The Kestrel field is an 8-km sub-sea tie-back to the Tern platform in the Northern North Sea, and consists of two gas-lifted (GL) producers supported by a single injection well. Seawater broke through at P1 in the first half of 2004, and after several months at low seawater fractions a very rapid decline observed in the downhole pressure gauge was inferred to be caused by BaSO4 scale. Although the scaling tendency was predicted to be relatively low in this Brent-type reservoir ([Ba2+] < 30 mg/l in the formation water), other flow assurance causes, including sand production and liner collapse, were deemed much less likely.
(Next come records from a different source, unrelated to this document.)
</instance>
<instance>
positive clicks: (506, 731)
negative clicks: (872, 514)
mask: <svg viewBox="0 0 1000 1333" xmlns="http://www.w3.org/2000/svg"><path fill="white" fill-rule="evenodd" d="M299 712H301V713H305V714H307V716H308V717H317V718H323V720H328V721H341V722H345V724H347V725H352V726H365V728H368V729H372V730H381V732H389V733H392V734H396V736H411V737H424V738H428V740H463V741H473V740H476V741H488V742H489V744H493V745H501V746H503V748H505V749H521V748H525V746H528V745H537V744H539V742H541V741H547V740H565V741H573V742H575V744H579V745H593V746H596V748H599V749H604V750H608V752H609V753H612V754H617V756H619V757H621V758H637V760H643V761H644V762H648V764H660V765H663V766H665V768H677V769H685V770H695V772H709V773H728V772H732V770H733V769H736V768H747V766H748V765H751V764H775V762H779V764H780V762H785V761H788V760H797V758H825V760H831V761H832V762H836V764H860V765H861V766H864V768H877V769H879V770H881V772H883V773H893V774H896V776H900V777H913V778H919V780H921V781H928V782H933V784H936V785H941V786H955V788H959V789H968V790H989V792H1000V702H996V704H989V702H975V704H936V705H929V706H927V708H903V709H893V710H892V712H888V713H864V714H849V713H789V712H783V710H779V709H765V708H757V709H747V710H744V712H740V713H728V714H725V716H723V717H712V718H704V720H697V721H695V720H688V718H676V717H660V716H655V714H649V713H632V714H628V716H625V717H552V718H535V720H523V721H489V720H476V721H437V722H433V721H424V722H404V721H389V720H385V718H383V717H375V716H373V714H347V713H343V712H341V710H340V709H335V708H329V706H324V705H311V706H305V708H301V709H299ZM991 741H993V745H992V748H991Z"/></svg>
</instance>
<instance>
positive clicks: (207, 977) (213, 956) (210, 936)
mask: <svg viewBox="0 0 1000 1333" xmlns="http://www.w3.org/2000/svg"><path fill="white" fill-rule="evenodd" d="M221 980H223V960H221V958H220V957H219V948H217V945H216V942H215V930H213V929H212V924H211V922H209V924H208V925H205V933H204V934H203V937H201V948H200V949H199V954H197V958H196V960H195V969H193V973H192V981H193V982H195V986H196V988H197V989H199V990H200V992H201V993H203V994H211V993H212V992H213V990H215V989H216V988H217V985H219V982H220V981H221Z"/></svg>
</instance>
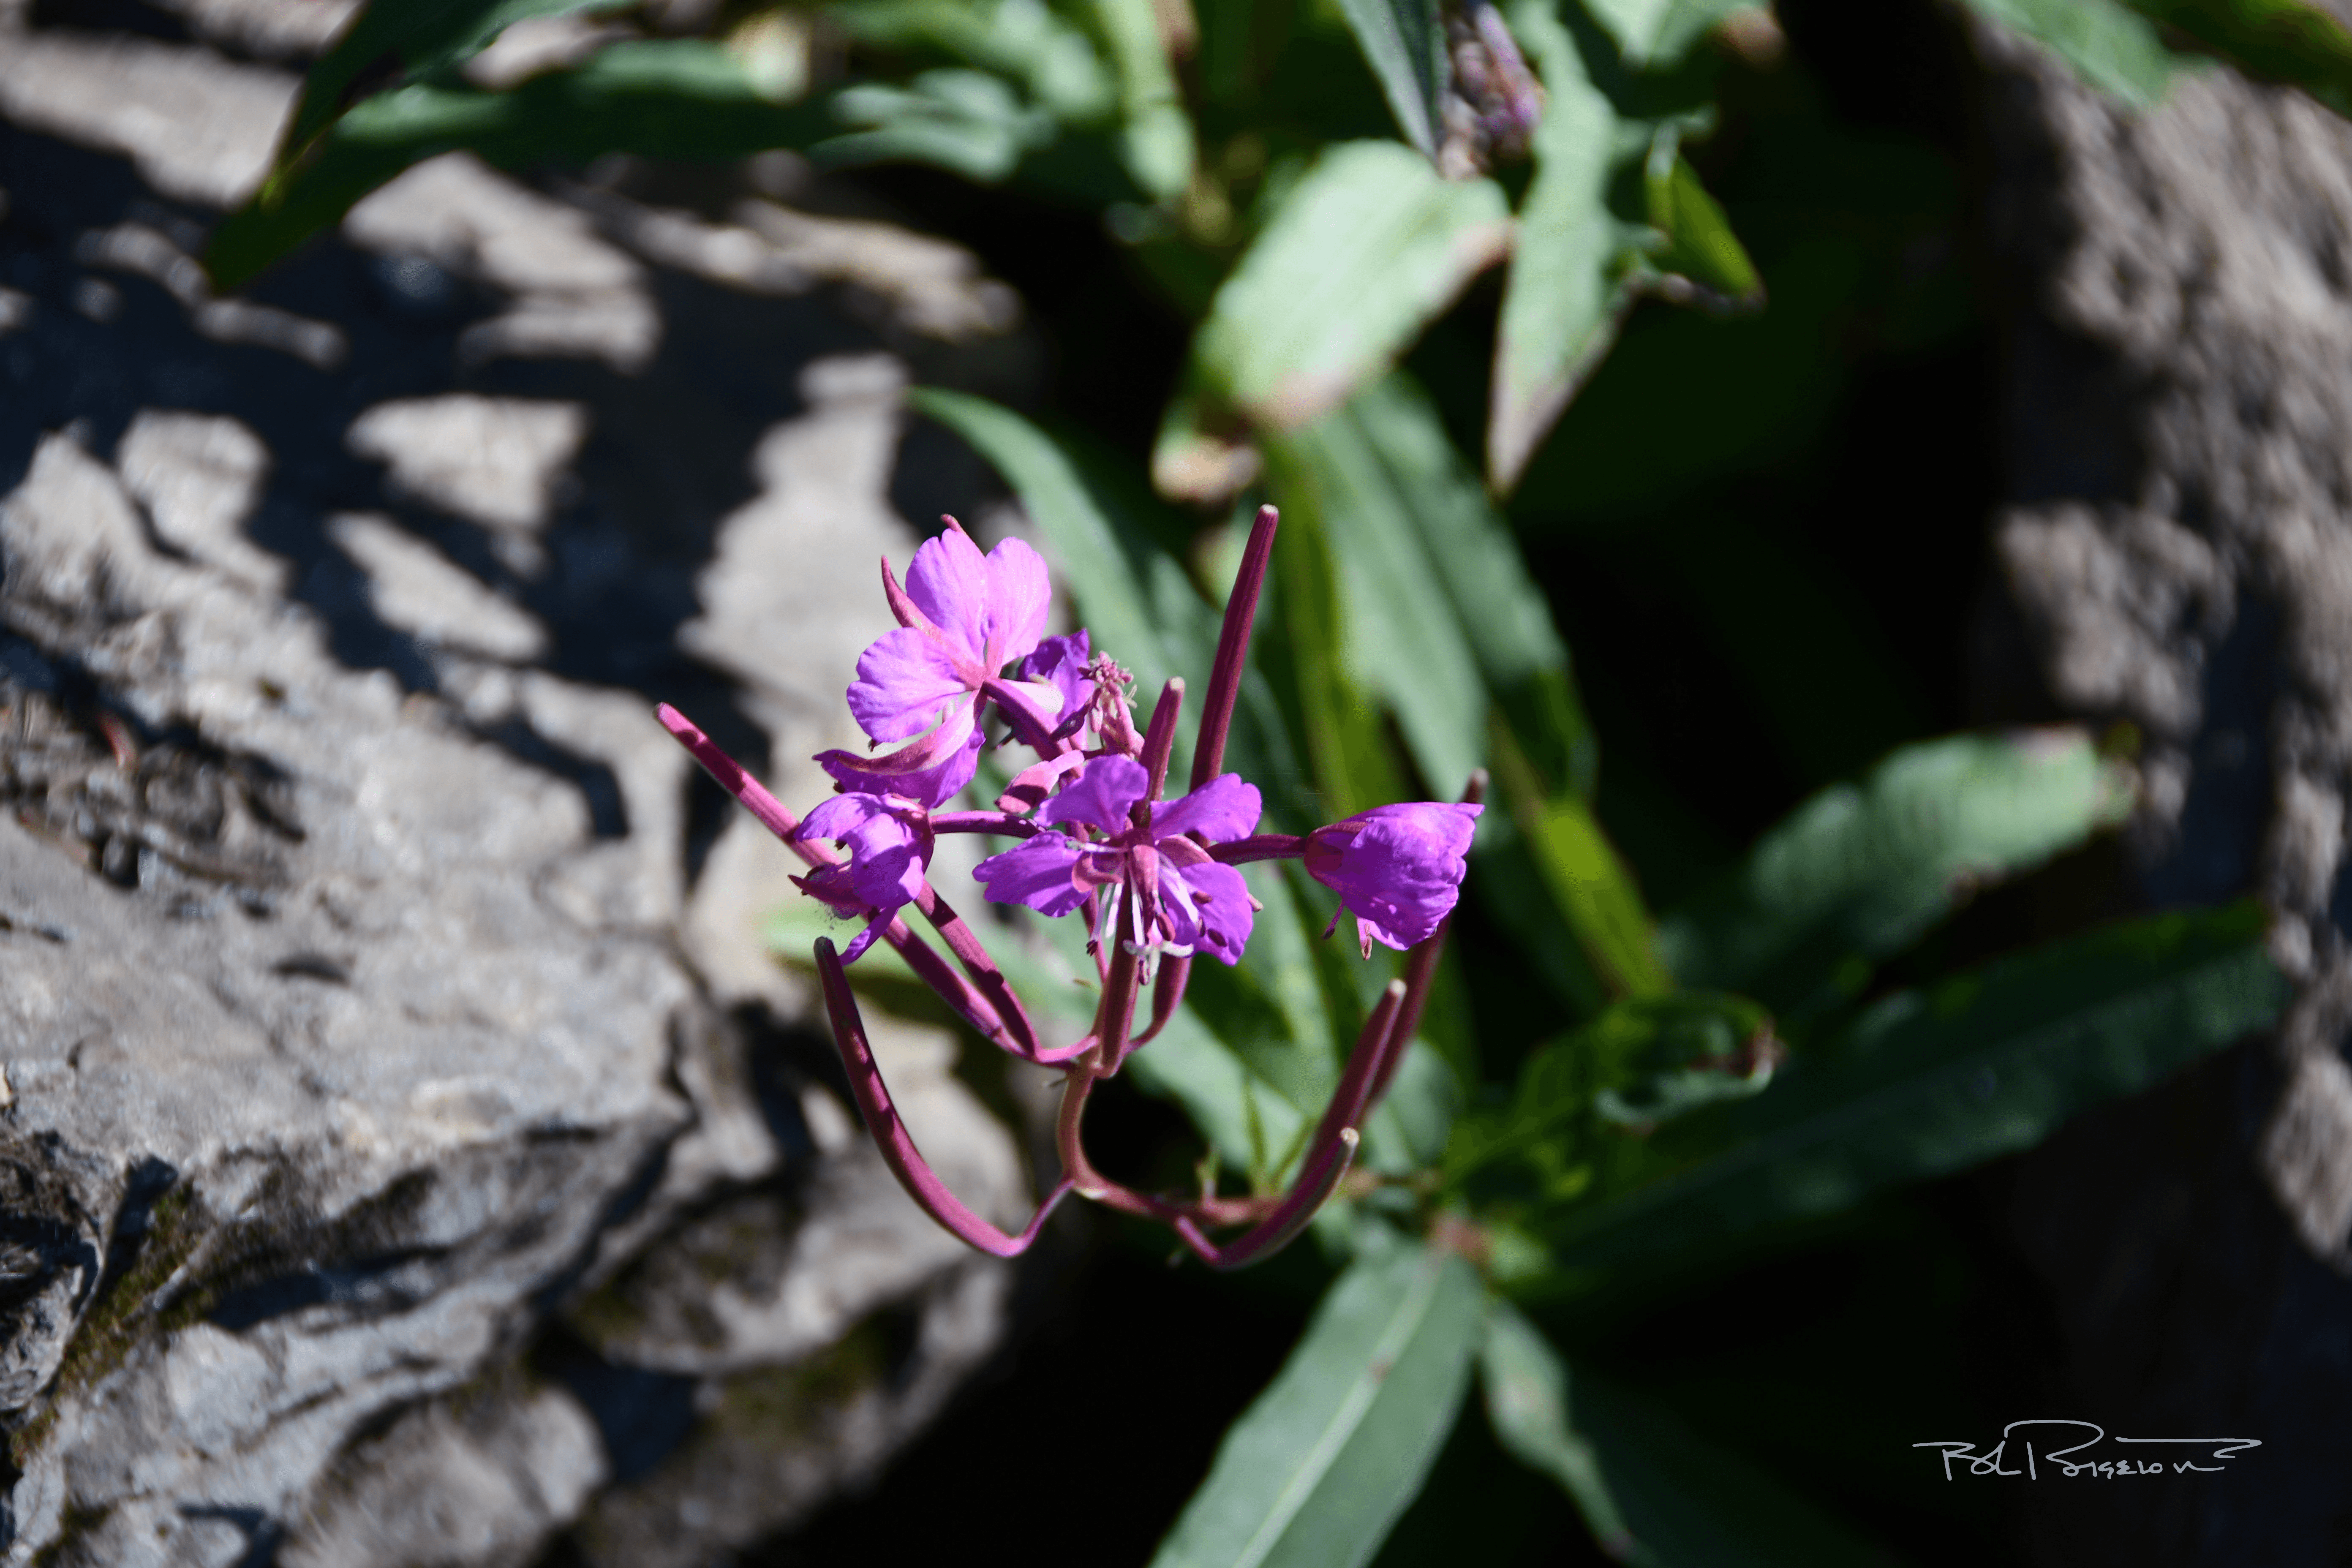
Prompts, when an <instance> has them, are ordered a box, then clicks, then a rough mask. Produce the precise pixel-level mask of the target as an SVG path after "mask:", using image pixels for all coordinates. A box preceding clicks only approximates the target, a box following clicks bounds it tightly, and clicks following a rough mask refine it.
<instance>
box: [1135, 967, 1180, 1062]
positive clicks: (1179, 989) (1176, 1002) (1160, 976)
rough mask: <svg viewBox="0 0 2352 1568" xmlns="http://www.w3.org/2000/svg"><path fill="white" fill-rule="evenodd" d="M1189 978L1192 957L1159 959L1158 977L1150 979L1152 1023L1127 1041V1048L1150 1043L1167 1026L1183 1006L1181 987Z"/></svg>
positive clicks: (1154, 1038)
mask: <svg viewBox="0 0 2352 1568" xmlns="http://www.w3.org/2000/svg"><path fill="white" fill-rule="evenodd" d="M1190 978H1192V959H1160V978H1157V980H1152V1023H1150V1027H1148V1030H1143V1032H1141V1034H1136V1037H1134V1041H1129V1048H1134V1046H1148V1044H1152V1041H1155V1039H1157V1037H1160V1030H1164V1027H1169V1018H1174V1016H1176V1009H1178V1006H1183V987H1185V980H1190Z"/></svg>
The most cost-effective manner to confirm the inference of scale, as well as to recover lost productivity and prevent further deterioration in P1, was deemed to be a scale dissolver treatment deployed through the sub-sea GL line, via the crossover valve and into the well, followed by an inhibitor squeeze, similarly deployed. The rationale was that even partial recovery of productivity by the dissolver and/or arrest of further decline by the squeeze should confirm scale as the culprit. Although successful GL-line-deployed inhibitor squeeze had been reported earlier using a non-aqueous package, this was the first using conventional aqueous chemicals, as well as being the first deployed together with a scale solvent. Deployment of a solvent along the methanol line, reported elsewhere, was precluded in Kestrel by the small umbilical diameter and materials constraints. The main challenges in both Kestrel treatments included control of the fluid fronts, compatibility with the materials in the GL line, and prevention of hydrate formation, both at the start of the treatment and upon re-commencement of gas-lift injection.
We report how these challenges were met, and how GL-deployed treatments recovered productivity on P1 and demonstrated that scaling in the field could be managed in this manner in the future.